Когда Отто продрался через все колдобины отчаяния и, очищенный от дурных чувств, достиг противоположного берега, где можно было, наконец, отключиться и расслабиться, он вспомнил о грядущей вскорости реставрации и о необходимости срочно выяснить планы мальчишки. Пожалуй, отсутствие настырной Габриэлы могло облегчить Отто встречу с Ури, – и не стоило огорчаться, что ее отца, выпивоху и весельчака Эрвина из Крумбаха, инфаркт хватил так некстати, как раз когда ни Инге, ни Клауса нет дома. Отто начал настойчиво колотить в рельс, призывая Ури, но вредный мальчишка на его призыв не откликнулся. Он еще немного потрезвонил, хотя понимал, что его усилия напрасны: если бы Ури хотел прийти, он бы пришел сразу после отъезда фрау Штрайх. Выхода не было, нужно было ехать на розыски.
Отто попробовал педаль ручного управления, – батарейки были в порядке, можно было столь съездить на кухню. Не стоило рисковать и терять драгоценные минуты на путешествие через двор к кухонному крыльцу, – ведь если Ури там нет, ему придется вернуться оттуда не солоно хлебавши. Так что Отто сразу отказался от этого заманчивого своей простотой варианта и с тяжелым сердцем решил отправиться в путь по подземному коридору. Приходилось признать, что за последнее время он изрядно сдал и уже не может, как когда-то, легко и лихо преодолеть в своем верном кресле бесчисленные препятствия и преграды, затрудняющие его передвижение по извилистой подземной тропе. Но делать было нечего, нужно было ехать.

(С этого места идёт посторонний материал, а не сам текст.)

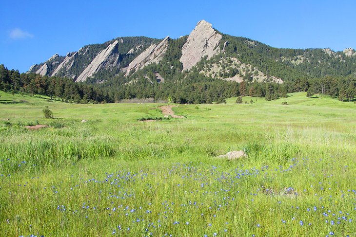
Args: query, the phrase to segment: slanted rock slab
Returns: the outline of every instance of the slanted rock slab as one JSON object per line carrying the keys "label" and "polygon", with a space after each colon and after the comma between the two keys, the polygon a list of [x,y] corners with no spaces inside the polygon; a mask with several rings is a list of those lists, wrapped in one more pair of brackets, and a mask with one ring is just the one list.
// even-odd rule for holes
{"label": "slanted rock slab", "polygon": [[229,151],[225,155],[218,156],[218,158],[226,158],[230,161],[234,161],[242,157],[246,157],[247,154],[243,150],[234,150]]}

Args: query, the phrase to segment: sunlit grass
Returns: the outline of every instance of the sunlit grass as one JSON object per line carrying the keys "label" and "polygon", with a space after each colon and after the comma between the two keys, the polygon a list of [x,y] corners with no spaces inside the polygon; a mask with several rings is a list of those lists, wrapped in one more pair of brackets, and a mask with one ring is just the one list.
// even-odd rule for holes
{"label": "sunlit grass", "polygon": [[[353,103],[303,93],[231,98],[144,123],[161,117],[158,105],[0,95],[26,101],[0,103],[1,236],[356,233]],[[43,118],[46,106],[54,119]],[[23,128],[37,123],[51,127]],[[215,158],[233,150],[248,157]]]}

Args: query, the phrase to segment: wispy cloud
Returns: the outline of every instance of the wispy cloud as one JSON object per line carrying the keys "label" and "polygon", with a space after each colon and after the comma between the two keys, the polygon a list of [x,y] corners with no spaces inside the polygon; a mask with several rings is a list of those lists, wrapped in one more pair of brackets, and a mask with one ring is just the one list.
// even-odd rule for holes
{"label": "wispy cloud", "polygon": [[33,38],[34,36],[32,34],[17,28],[10,31],[9,37],[13,39],[22,39],[28,38]]}

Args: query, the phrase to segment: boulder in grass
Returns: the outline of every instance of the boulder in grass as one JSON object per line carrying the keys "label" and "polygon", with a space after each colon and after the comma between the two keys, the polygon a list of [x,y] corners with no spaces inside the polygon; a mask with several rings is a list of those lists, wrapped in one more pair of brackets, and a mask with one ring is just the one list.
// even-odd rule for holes
{"label": "boulder in grass", "polygon": [[46,125],[45,124],[38,124],[35,126],[25,126],[25,128],[27,128],[29,130],[38,130],[40,128],[48,128],[49,127],[49,126]]}
{"label": "boulder in grass", "polygon": [[234,161],[242,157],[246,157],[247,154],[243,150],[234,150],[229,151],[225,155],[218,156],[218,158],[226,158],[227,160]]}

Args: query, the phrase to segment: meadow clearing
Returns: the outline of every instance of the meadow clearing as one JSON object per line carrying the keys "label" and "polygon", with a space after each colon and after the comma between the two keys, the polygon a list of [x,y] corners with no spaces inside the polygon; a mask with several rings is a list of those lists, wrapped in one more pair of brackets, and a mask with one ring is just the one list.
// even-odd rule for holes
{"label": "meadow clearing", "polygon": [[355,236],[356,104],[289,95],[144,123],[164,105],[0,91],[0,236]]}

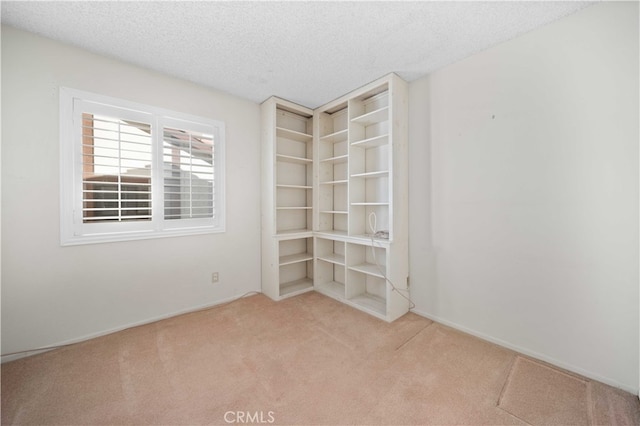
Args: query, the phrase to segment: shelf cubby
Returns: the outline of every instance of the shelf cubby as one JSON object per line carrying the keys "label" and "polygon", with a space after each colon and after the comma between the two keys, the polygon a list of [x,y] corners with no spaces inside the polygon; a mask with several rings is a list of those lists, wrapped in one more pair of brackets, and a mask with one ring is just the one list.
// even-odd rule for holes
{"label": "shelf cubby", "polygon": [[313,288],[313,238],[280,240],[280,296],[298,294]]}
{"label": "shelf cubby", "polygon": [[315,288],[335,299],[345,297],[345,243],[316,237]]}

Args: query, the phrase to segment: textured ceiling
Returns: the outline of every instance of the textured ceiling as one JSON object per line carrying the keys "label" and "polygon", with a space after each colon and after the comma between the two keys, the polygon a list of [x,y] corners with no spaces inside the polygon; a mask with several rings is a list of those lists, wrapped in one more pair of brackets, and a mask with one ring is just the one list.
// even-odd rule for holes
{"label": "textured ceiling", "polygon": [[11,2],[2,23],[262,102],[411,81],[590,2]]}

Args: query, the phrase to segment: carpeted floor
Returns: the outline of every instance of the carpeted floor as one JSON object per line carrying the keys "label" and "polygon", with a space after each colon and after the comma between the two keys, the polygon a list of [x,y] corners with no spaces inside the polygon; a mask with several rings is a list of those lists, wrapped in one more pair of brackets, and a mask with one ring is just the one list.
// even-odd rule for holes
{"label": "carpeted floor", "polygon": [[263,295],[2,365],[2,424],[640,424],[629,393],[414,314]]}

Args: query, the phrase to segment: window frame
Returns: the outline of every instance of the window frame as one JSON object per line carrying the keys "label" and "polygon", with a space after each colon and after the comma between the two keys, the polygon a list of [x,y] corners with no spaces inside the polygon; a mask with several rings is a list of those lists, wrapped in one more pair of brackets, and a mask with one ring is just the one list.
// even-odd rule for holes
{"label": "window frame", "polygon": [[[83,151],[82,113],[76,105],[95,111],[116,112],[117,118],[146,120],[151,125],[151,220],[84,223],[82,217]],[[213,218],[165,219],[163,141],[164,128],[184,124],[184,130],[213,134]],[[150,238],[225,232],[225,124],[91,92],[60,88],[60,245],[93,244]]]}

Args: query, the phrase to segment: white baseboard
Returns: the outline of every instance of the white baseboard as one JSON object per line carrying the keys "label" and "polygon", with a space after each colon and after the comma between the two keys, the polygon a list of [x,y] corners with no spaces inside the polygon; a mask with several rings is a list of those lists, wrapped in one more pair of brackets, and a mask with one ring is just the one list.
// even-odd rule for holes
{"label": "white baseboard", "polygon": [[431,315],[431,314],[429,314],[427,312],[424,312],[424,311],[421,311],[421,310],[418,310],[418,309],[412,309],[411,312],[413,312],[414,314],[420,315],[422,317],[428,318],[428,319],[430,319],[432,321],[435,321],[437,323],[440,323],[442,325],[446,325],[447,327],[451,327],[453,329],[456,329],[456,330],[462,331],[464,333],[470,334],[472,336],[478,337],[478,338],[480,338],[482,340],[486,340],[488,342],[494,343],[494,344],[496,344],[498,346],[502,346],[504,348],[511,349],[512,351],[521,353],[521,354],[526,355],[528,357],[535,358],[537,360],[547,362],[549,364],[555,365],[556,367],[562,368],[564,370],[571,371],[573,373],[579,374],[579,375],[587,377],[589,379],[596,380],[598,382],[607,384],[609,386],[613,386],[613,387],[618,388],[618,389],[622,389],[622,390],[624,390],[626,392],[629,392],[629,393],[631,393],[633,395],[639,395],[639,398],[640,398],[640,389],[634,389],[632,386],[628,386],[628,385],[625,385],[625,384],[622,384],[622,383],[618,383],[615,380],[611,380],[611,379],[608,379],[606,377],[602,377],[602,376],[600,376],[598,374],[595,374],[593,372],[590,372],[590,371],[584,370],[582,368],[576,367],[575,365],[571,365],[571,364],[564,363],[562,361],[558,361],[557,359],[554,359],[552,357],[549,357],[549,356],[546,356],[544,354],[538,353],[536,351],[532,351],[530,349],[523,348],[521,346],[511,344],[511,343],[506,342],[504,340],[497,339],[495,337],[492,337],[492,336],[489,336],[487,334],[478,332],[476,330],[473,330],[471,328],[462,326],[462,325],[457,324],[455,322],[446,320],[444,318],[437,317],[435,315]]}
{"label": "white baseboard", "polygon": [[233,302],[234,300],[240,299],[242,297],[249,297],[251,295],[258,294],[258,293],[260,293],[260,291],[257,291],[257,290],[256,291],[250,291],[250,292],[246,292],[246,293],[243,293],[243,294],[232,296],[232,297],[229,297],[229,298],[226,298],[226,299],[217,300],[217,301],[215,301],[213,303],[205,303],[204,305],[198,305],[198,306],[190,307],[190,308],[187,308],[187,309],[181,309],[179,311],[170,312],[170,313],[167,313],[167,314],[163,314],[163,315],[159,315],[159,316],[156,316],[156,317],[148,318],[148,319],[145,319],[145,320],[142,320],[142,321],[137,321],[137,322],[133,322],[133,323],[130,323],[130,324],[125,324],[125,325],[122,325],[122,326],[119,326],[119,327],[114,327],[114,328],[111,328],[111,329],[108,329],[108,330],[99,331],[97,333],[87,334],[87,335],[84,335],[84,336],[81,336],[81,337],[78,337],[78,338],[75,338],[75,339],[64,340],[62,342],[58,342],[58,343],[54,343],[54,344],[51,344],[51,345],[47,345],[46,347],[40,347],[40,348],[34,348],[32,350],[26,350],[24,352],[21,352],[21,353],[15,354],[15,355],[3,356],[2,357],[2,363],[9,362],[9,361],[14,361],[16,359],[25,358],[25,357],[28,357],[28,356],[37,355],[37,354],[48,352],[48,351],[52,351],[52,350],[57,349],[57,348],[59,348],[61,346],[68,346],[68,345],[73,345],[73,344],[76,344],[76,343],[81,343],[81,342],[84,342],[84,341],[87,341],[87,340],[95,339],[96,337],[106,336],[107,334],[112,334],[112,333],[117,333],[118,331],[127,330],[129,328],[139,327],[141,325],[146,325],[146,324],[151,324],[151,323],[154,323],[156,321],[161,321],[161,320],[164,320],[164,319],[176,317],[178,315],[188,314],[188,313],[191,313],[191,312],[196,312],[196,311],[200,311],[200,310],[207,309],[207,308],[213,308],[213,307],[219,306],[219,305],[224,305],[225,303]]}

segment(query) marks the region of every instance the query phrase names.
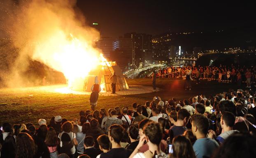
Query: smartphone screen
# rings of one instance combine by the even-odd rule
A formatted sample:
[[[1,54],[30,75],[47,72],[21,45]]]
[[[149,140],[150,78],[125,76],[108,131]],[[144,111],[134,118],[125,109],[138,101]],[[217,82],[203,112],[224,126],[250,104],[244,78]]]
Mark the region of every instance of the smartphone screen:
[[[173,150],[172,150],[172,145],[169,144],[169,153],[173,153]]]

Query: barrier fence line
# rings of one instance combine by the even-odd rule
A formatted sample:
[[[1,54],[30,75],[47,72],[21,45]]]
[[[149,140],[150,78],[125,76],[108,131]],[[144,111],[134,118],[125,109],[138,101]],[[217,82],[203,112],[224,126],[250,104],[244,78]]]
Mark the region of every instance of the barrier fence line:
[[[165,74],[161,75],[159,76],[157,76],[156,77],[160,78],[161,77],[165,76],[168,76],[168,75],[171,75],[171,74],[174,74],[174,73],[178,73],[178,72],[172,72],[172,73],[166,73],[166,74]],[[202,74],[209,74],[209,73],[202,73]],[[230,77],[231,77],[231,76],[230,76]],[[221,78],[222,78],[222,76],[221,76]],[[172,77],[172,78],[174,78]],[[225,83],[225,82],[226,83],[231,83],[232,82],[232,80],[221,80],[221,79],[219,80],[219,78],[200,78],[200,80],[208,80],[209,81],[211,81],[212,80],[216,80],[216,81],[219,81],[219,81],[221,81],[221,82],[224,82],[224,83]],[[236,80],[236,81],[237,82],[237,80]],[[241,81],[241,83],[246,83],[246,81]],[[251,82],[251,81],[250,82],[250,83],[256,83],[256,82]]]

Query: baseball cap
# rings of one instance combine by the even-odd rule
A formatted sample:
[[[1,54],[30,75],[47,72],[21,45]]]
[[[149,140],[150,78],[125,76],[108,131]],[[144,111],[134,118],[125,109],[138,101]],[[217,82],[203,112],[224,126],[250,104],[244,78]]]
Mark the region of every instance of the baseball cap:
[[[159,101],[159,102],[158,103],[158,105],[161,105],[162,107],[163,107],[163,105],[165,105],[165,103],[163,102],[163,101]]]
[[[38,120],[38,124],[41,126],[42,124],[46,124],[46,120],[44,119],[39,119]]]
[[[58,156],[58,158],[69,158],[69,156],[66,153],[62,153]]]
[[[56,116],[54,118],[54,121],[56,122],[59,122],[61,121],[62,118],[61,116]]]

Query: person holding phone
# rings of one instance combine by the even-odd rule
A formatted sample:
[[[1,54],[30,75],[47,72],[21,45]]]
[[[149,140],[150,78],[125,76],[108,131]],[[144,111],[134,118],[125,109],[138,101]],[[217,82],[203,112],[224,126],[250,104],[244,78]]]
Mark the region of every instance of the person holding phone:
[[[144,135],[140,139],[139,144],[129,158],[153,157],[168,158],[168,155],[161,150],[160,144],[162,140],[162,128],[158,123],[149,122],[144,128]],[[149,149],[144,153],[140,152],[140,148],[147,142]]]

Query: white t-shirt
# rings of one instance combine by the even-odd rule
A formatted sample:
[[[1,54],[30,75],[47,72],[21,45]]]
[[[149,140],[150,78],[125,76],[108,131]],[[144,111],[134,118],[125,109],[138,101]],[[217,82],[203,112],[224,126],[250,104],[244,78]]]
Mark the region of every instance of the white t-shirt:
[[[128,121],[128,123],[129,123],[129,124],[130,125],[131,121],[130,121],[130,118],[129,118],[129,116],[128,116],[128,115],[127,115],[127,114],[126,114],[125,115],[124,115],[123,116],[124,116],[126,118],[126,119]],[[121,120],[122,121],[124,121],[127,122],[126,120],[126,119],[125,118],[124,118],[123,116],[123,117],[122,117]]]
[[[168,158],[169,156],[163,151],[156,156],[156,158]],[[143,153],[138,153],[135,155],[133,158],[146,158]]]
[[[161,114],[158,114],[158,116],[159,116],[161,117],[163,117],[165,119],[166,117],[168,116],[168,115],[167,115],[167,114],[165,113],[161,113]]]
[[[78,132],[82,132],[82,128],[83,126],[81,126],[77,125],[77,127],[78,127]]]
[[[152,116],[149,118],[149,119],[156,121],[156,122],[158,122],[158,119],[160,117],[160,117],[160,116]]]
[[[58,137],[59,138],[60,138],[60,140],[61,140],[61,144],[60,144],[61,147],[62,147],[62,141],[61,141],[61,135],[64,133],[67,133],[68,134],[68,135],[70,137],[70,139],[71,140],[72,140],[72,139],[74,139],[74,138],[76,138],[76,135],[75,135],[74,133],[72,132],[70,132],[69,133],[67,133],[67,132],[61,132],[61,133],[59,134],[59,135],[58,135]],[[72,149],[71,149],[71,152],[72,153],[72,154],[74,154],[76,152],[76,148],[74,147],[74,145]]]
[[[193,114],[193,112],[195,112],[195,110],[194,108],[193,108],[193,106],[188,105],[184,106],[182,107],[182,109],[185,109],[188,110],[191,115]]]

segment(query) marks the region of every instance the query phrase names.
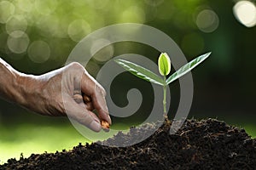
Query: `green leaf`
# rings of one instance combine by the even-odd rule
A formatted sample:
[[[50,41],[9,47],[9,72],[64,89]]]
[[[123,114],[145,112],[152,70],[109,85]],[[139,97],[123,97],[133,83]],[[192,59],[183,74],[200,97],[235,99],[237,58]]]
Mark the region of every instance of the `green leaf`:
[[[173,73],[169,78],[166,80],[166,83],[170,84],[173,81],[178,79],[182,76],[185,75],[189,71],[190,71],[192,69],[194,69],[195,66],[197,66],[200,63],[201,63],[203,60],[205,60],[209,55],[211,54],[210,53],[205,54],[203,55],[201,55],[197,57],[196,59],[194,59],[192,61],[189,63],[184,65],[182,66],[178,71],[177,71],[175,73]]]
[[[171,71],[171,60],[166,53],[161,53],[158,58],[158,69],[162,76],[167,76]]]
[[[139,78],[162,86],[166,83],[160,76],[144,67],[121,59],[114,60],[114,61]]]

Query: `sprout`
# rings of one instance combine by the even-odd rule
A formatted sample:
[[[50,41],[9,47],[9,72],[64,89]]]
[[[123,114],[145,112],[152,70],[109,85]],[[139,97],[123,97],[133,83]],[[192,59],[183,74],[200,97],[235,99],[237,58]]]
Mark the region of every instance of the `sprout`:
[[[171,60],[166,53],[161,53],[158,58],[158,69],[162,76],[167,76],[171,71]]]
[[[166,111],[166,87],[168,84],[172,82],[173,81],[178,79],[182,76],[185,75],[189,71],[190,71],[192,69],[194,69],[195,66],[197,66],[200,63],[201,63],[203,60],[205,60],[209,55],[210,53],[205,54],[203,55],[201,55],[190,62],[187,63],[183,66],[182,66],[180,69],[178,69],[176,72],[174,72],[172,76],[170,76],[166,79],[166,76],[171,71],[171,60],[166,53],[161,53],[159,59],[158,59],[158,68],[159,72],[163,77],[159,76],[158,75],[154,74],[151,71],[142,67],[141,65],[138,65],[137,64],[134,64],[132,62],[122,60],[122,59],[117,59],[115,60],[115,62],[118,63],[119,65],[121,65],[124,69],[130,71],[131,74],[137,76],[139,78],[142,78],[143,80],[146,80],[148,82],[150,82],[152,83],[159,84],[163,86],[163,91],[164,91],[164,99],[163,99],[163,107],[164,107],[164,116],[166,119],[167,119],[167,111]]]

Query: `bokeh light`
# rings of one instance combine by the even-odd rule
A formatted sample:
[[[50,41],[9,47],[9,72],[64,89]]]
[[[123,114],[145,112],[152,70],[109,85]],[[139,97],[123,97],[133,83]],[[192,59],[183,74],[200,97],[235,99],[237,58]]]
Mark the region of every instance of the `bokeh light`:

Отто двинулся в путь – он знал наизусть все выбоины и ступеньки подземного коридора, – как-никак, он сам его когда-то спланировал и построил. К сожалению, он тогда и представить себе не мог, что ему придется когда-нибудь тащиться по этому ухабистому, пробитому в скале туннелю в трудноуправляемом инвалидном кресле. Наверно, если бы такая чудовищная мысль хоть вскользь посетила его в те времена, он бы позаботился о том, чтобы сгладить кое-какие уступы и крутые виражи. Много замечательных вещей он тогда придумал и построил, некоторые из них служат в хозяйстве до сих пор, а другие, отнюдь не худшие, так и пропали без употребления, потому что ему не удалось посвятить дочь в их тайны – частично из-за ее непонятной неконтактной отрешенности, а частично из-за сложности переговоров посредством стука.
Несмотря на неважное самочувствие, Отто добрался до покоев Инге в рекордно короткий срок и, с трудом переводя дыхание, вкатился в пустую кухню, убедившись по пути, что и в комнатах тоже пусто. Хоть тишина вокруг была явно безлюдной, он несколько раз отстучал лапой призыв к Ури – «иди сюда срочно нужно поговорить». Ури, конечно, не пришел и не отозвался, – черт его знает, где его носит! И тут Отто, начисто забыв о своих утренних подозрениях по поводу эротических намерений дочери, в противовес им живо вообразил, что Ури укатил вместе с ней, – и впрямь, почему бы им не погулять на свободе по завершении деловой части? А может, никакой деловой части и не было, и мальчишка вопреки своим вчерашним обещаниям просто пустился в загул со своей ветреной подружкой, бросив на произвол судьбы беспомощного старика наедине с его страхами!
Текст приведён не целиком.